Alicia Boler Davis likes winning. Here are some of her notable successes.

Launching the Chevrolet Sonic

Small cars are notoriously difficult to manufacture, sell and turn a profit on. That’s one reason General Motors, and the rest of the auto industry, rode a wave of truck and SUV sales right into skyrocketing gas prices, and eventually into bankruptcy.

So to make a small car in the United States, GM executives wanted a single person who could oversee both the engineers developing the car and the plant manufacturing it. This way, they hoped, cost savings could come from efficiencies and insights gained in viewing the process holistically.

They needed Alicia Boler Davis.

“It came out of nowhere,” she says of the offer to launch the Chevrolet Sonic. Four months earlier, she had returned from Texas to lead three area plants in Lansing, Mich. Her husband was still in Texas, selling the house, and her sons had just returned to Michigan. Settling back in, they weren’t ready to move again from Lansing to Detroit. But then, Boler Davis’ competitiveness kicked in.

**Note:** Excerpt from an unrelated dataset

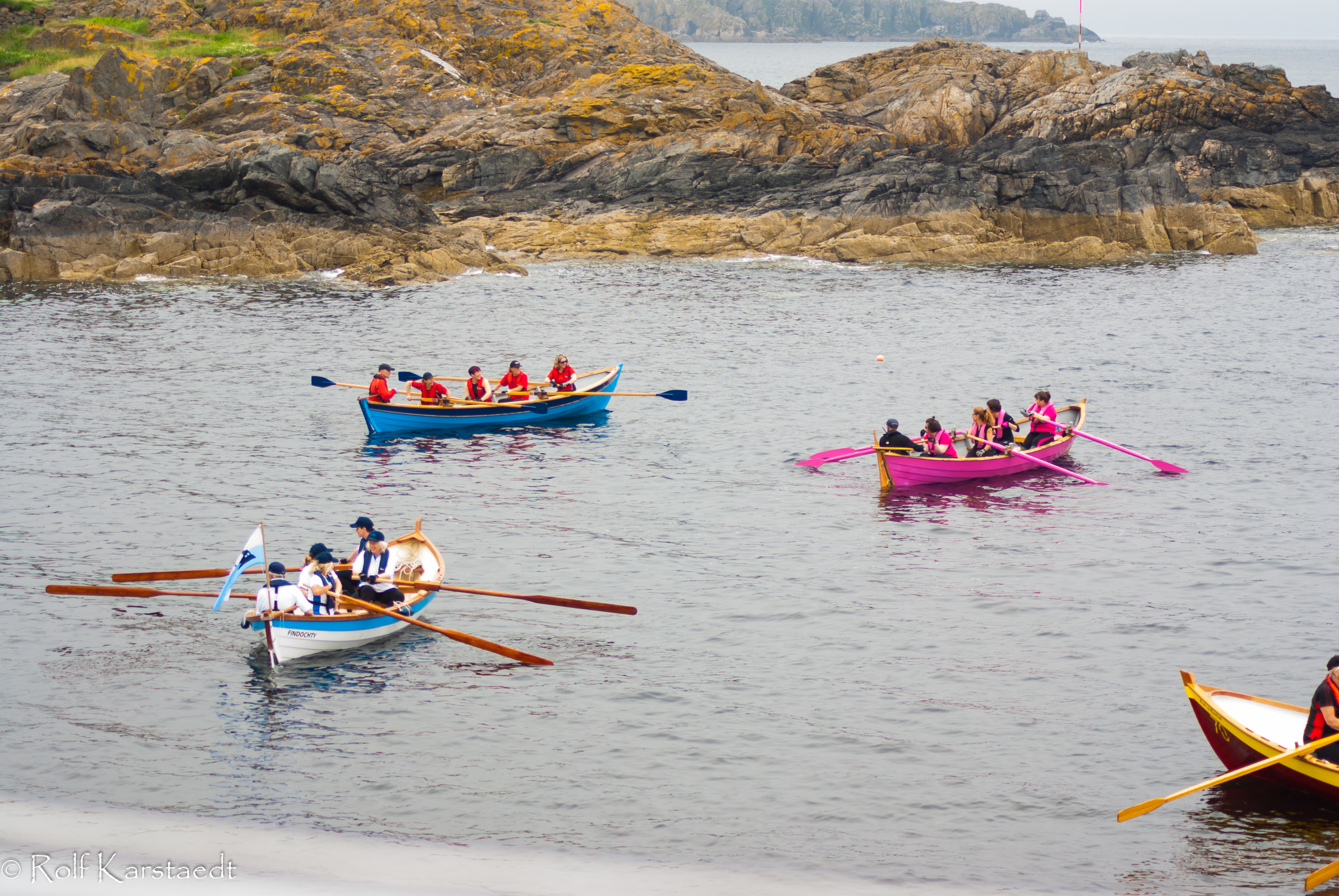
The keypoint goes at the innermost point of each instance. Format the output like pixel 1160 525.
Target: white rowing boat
pixel 297 635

“No other [carmaker] had built a small car in the U.S. in decades. How could I say no?”

Listening to the Customer Through Social Media

When customers moved online in 2009 to talk, rave and rant about their new vehicles, General Motors had to follow them.

But the company’s social media strategy was scattershot. Multiple departments of the company were trying different strategies, trying to own the platforms. Boler Davis decided to do something about it. She centralized resources and created a social media command center in GM’s headquarters in Detroit. It’s the company’s mission control, replete with 18 monitors on the wall displaying various social media stats. She forced separate teams into one room to hash out the messy details about roles and responsibilities.

“With the right infrastructure, governance and tools in place, we are able to help resolve real-time quality concerns,” she wrote in a Harvard Business Review article earlier this year.

The social media command center was tested early in its existence. In the midst of GM’s 2014 recall crisis, the company relied heavily on this team to communicate with upset customers. This caught the attention of the New York Times, which wrote that “social networks have become an important tool for the company to show its commitment to making things right, even as it tries to show off its newest models and build enthusiasm among customers unaffected by the recall.”

Around the World by Labor Day

Boler Davis was just appointed executive vice president of global manufacturing in June 2016. Nevertheless, she made it her goal to visit GM’s four global manufacturing regions — North America, South America, Europe and Asia — in her first 60 days. Considering that one of the duties in her new role is communicating with workers, it’s fitting that she completed her goal, with a trip to Germany and Brazil, in time to celebrate Labor Day.

“We do a good job of sharing,” she says. “Even though we’re a huge company, I always go to a plant, and they’re showing me something they’ve implemented that they learned from someone else.”

Boler Davis was appointed to this role in an election year that’s exposed the tension felt by blue-collar workers because of globalization. This year in North America alone, GM had to balance Canadian union contract negotiations with its continentwide investment strategy. Boler Davis’ deft hand is essential as GM seeks to expand its operations internationally while continuing to stay strong locally.

“It’s important that we have agreements that are beneficial for our employees and also give GM a competitive advantage,” Boler Davis said in an email. — S.A.